What is the usual long term follow up?
With our modern follow up tests, most significant recurrences are detected within the first 2 years of diagnosis and treatment. Therefore, patients who have no evidence of disease at the 2 year point are often seen every 1-2 years with blood tests (TSH, Free T4, thyroglobulin, anti-thyroglobulin antibodies) and the occasional neck US (every 3-5 few years or less often). If the serum thyroglobulin remains essentially undetectable, other radiology tests or nuclear medicine tests are usually not required. However, thyroid cancer recurrence may be detected as late as decades after the initial treatment and appropriate follow-up should be lifelong.
What treatment options are available if surgery and radioactive iodine are not effective?
What treatments are available if RAI is no longer working?
We prefer to use localized therapies as long as possible. These may include surgical resection of metastatic disease, external beam irradiation, or embolization. However, if multiple sites are getting larger or if the site of enlargement is not amenable to treatment with a localized therapy, systemic therapy should be considered.
In the past, the systemic treatment options were very limited and not very effective. Usually some combination of chemotherapies (e.g. doxorubicin or platinum based regimens) would be offered with realistic success rates of less than 5-10%. In the past several years, there has been an explosion in the number of target therapies that are being used in thyroid cancer.
Currently, there are two medications approved by the FDA for the treatment of progressive or symptomatic radioactive iodine refractory differentiated thyroid cancer (sorafenib and lenvatinib) and two agents approved for progressive or symptomatic medullary thyroid cancer (vandetinib and cabozantinib). In large, placebo controlled, phase III randomized clinical trials, each of these medications significantly improved progression free survival compared to the placebo arm..In clinical use, these agents appear to cause disease stabilization (or sometimes regression) in up to 70% of patients. The duration of effectiveness is usually in the 12-18 month range but many patients have remained on these medications for years with prolonged disease stabilization.
These medications are not recommended for treatment of elevations in tumor markers alone (thyroglobulin, calcitonin, or CEA) and should not be used if there is effective localized therapies available (surgery, external beam irradiation, embolization). Their use is restricted to patients with known structural disease that is increasing significantly in size over the last several months.
While these new targeted agents are not as toxic as traditional chemotherapy, they are not without side effects. The side effects appear to be dose related and are reversible when the medication is stopped. The most common side effects include high blood pressure, rash, fatigue and diarrhea.

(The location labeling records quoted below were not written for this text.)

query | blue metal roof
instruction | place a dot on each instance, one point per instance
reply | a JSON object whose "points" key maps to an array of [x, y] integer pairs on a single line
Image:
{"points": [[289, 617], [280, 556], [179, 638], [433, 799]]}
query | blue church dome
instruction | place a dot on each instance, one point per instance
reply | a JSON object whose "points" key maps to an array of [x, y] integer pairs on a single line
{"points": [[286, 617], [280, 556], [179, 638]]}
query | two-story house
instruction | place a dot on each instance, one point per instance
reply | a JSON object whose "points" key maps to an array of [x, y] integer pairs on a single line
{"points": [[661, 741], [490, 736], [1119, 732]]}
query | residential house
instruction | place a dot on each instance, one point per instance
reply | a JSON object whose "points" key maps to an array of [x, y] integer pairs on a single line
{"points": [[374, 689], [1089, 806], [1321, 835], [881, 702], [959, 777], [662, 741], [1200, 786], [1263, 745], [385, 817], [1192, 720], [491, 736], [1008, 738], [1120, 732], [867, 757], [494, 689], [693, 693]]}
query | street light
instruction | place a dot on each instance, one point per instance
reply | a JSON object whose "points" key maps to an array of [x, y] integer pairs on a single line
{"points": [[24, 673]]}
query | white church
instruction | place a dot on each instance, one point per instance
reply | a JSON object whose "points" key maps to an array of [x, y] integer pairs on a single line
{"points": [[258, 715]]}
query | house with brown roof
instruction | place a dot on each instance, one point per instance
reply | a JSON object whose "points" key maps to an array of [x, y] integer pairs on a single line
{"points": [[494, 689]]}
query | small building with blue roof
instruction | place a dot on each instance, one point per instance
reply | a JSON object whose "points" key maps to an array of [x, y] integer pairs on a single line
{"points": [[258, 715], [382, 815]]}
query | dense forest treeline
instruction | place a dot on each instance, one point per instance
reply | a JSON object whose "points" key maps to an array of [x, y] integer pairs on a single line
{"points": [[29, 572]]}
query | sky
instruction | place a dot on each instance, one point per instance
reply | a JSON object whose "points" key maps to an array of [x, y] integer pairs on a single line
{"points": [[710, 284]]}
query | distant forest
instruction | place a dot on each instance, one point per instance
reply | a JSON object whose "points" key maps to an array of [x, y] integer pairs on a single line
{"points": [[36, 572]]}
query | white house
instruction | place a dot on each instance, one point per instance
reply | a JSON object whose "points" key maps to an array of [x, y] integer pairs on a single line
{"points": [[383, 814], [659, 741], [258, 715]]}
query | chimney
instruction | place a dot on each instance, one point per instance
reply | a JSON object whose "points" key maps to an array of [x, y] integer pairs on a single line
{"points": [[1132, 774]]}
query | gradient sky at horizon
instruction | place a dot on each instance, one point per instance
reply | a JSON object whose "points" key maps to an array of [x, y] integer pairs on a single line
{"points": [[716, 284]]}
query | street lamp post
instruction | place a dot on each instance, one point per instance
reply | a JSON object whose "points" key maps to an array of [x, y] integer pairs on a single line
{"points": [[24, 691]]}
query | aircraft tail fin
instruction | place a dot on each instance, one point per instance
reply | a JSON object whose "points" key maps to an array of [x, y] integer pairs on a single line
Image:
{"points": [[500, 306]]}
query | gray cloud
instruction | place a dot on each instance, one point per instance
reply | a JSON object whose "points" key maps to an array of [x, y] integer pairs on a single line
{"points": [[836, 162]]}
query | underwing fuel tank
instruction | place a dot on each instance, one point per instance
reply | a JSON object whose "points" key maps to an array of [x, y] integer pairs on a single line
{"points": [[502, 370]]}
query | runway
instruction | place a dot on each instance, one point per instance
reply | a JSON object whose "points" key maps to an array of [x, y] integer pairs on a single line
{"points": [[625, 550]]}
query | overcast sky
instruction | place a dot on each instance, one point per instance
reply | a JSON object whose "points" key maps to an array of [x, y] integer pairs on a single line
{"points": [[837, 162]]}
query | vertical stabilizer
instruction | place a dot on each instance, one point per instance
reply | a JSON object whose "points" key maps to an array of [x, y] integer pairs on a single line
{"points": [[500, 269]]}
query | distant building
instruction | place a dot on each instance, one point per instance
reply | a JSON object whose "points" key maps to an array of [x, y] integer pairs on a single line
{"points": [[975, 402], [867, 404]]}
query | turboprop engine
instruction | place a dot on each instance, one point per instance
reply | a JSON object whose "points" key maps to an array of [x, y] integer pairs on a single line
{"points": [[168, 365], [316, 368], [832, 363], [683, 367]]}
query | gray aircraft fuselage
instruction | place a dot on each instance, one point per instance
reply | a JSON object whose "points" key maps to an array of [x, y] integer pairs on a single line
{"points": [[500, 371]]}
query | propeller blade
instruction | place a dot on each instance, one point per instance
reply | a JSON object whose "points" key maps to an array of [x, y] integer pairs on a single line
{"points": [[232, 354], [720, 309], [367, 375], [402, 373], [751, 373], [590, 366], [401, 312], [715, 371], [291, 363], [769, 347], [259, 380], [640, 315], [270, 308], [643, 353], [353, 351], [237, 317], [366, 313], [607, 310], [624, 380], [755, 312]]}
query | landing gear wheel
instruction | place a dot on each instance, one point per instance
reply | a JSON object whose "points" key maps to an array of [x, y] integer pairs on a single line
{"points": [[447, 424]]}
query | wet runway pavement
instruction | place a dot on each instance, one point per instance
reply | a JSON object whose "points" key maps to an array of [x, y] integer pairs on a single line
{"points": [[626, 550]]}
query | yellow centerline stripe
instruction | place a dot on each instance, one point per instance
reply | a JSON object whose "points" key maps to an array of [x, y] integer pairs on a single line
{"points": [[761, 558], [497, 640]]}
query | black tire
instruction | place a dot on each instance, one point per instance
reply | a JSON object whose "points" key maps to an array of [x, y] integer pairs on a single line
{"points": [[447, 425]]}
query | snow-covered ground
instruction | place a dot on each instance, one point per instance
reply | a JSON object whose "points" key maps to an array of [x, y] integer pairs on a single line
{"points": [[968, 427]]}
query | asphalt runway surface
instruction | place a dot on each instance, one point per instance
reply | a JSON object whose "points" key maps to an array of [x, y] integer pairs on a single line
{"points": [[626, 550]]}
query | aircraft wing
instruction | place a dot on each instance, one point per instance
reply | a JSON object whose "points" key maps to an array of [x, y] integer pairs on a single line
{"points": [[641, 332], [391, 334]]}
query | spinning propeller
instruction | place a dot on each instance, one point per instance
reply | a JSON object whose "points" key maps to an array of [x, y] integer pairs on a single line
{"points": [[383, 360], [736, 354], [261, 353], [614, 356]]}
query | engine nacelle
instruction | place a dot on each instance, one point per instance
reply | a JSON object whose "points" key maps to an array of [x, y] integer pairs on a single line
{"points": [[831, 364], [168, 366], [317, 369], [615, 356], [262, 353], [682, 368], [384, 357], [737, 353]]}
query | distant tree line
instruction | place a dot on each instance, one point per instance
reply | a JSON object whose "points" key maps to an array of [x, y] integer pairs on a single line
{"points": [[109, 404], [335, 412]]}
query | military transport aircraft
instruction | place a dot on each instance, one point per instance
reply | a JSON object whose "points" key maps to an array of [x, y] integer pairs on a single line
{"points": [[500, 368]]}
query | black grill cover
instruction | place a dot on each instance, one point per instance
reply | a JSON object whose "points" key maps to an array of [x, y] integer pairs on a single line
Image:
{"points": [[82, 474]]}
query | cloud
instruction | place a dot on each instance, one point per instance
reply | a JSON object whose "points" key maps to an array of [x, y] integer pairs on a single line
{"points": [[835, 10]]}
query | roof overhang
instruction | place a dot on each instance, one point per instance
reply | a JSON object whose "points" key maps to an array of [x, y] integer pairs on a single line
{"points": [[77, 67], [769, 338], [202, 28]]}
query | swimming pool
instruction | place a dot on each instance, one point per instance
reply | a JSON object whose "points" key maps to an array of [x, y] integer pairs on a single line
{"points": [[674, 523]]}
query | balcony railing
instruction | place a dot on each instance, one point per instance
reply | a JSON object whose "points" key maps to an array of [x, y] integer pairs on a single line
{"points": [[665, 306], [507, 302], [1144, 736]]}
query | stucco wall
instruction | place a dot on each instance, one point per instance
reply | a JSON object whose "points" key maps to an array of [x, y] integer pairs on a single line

Is molecular characterization of advanced thyroid cancer helpful?
We don’t recommend routine molecular characterization of all patients with thyroid cancer at the time of diagnosis. In most cases, the molecular findings provide only marginal information with regard to risk stratification and seldom change our treatment or follow-up recommendations.
However, we do see value in evaluating the molecular profile of advanced thyroid tumors to help us provide more individualized treatment recommendations. At MSKCC, tumors from patients with advanced thyroid cancer are evaluated for mutations in more than 400 specific genes. The results of this analysis allows us to more rationally select either an approved drug or a clinical trial alternative that is likely to be effective. Clinical trials or approved therapies are available for each of these specific mutational changes.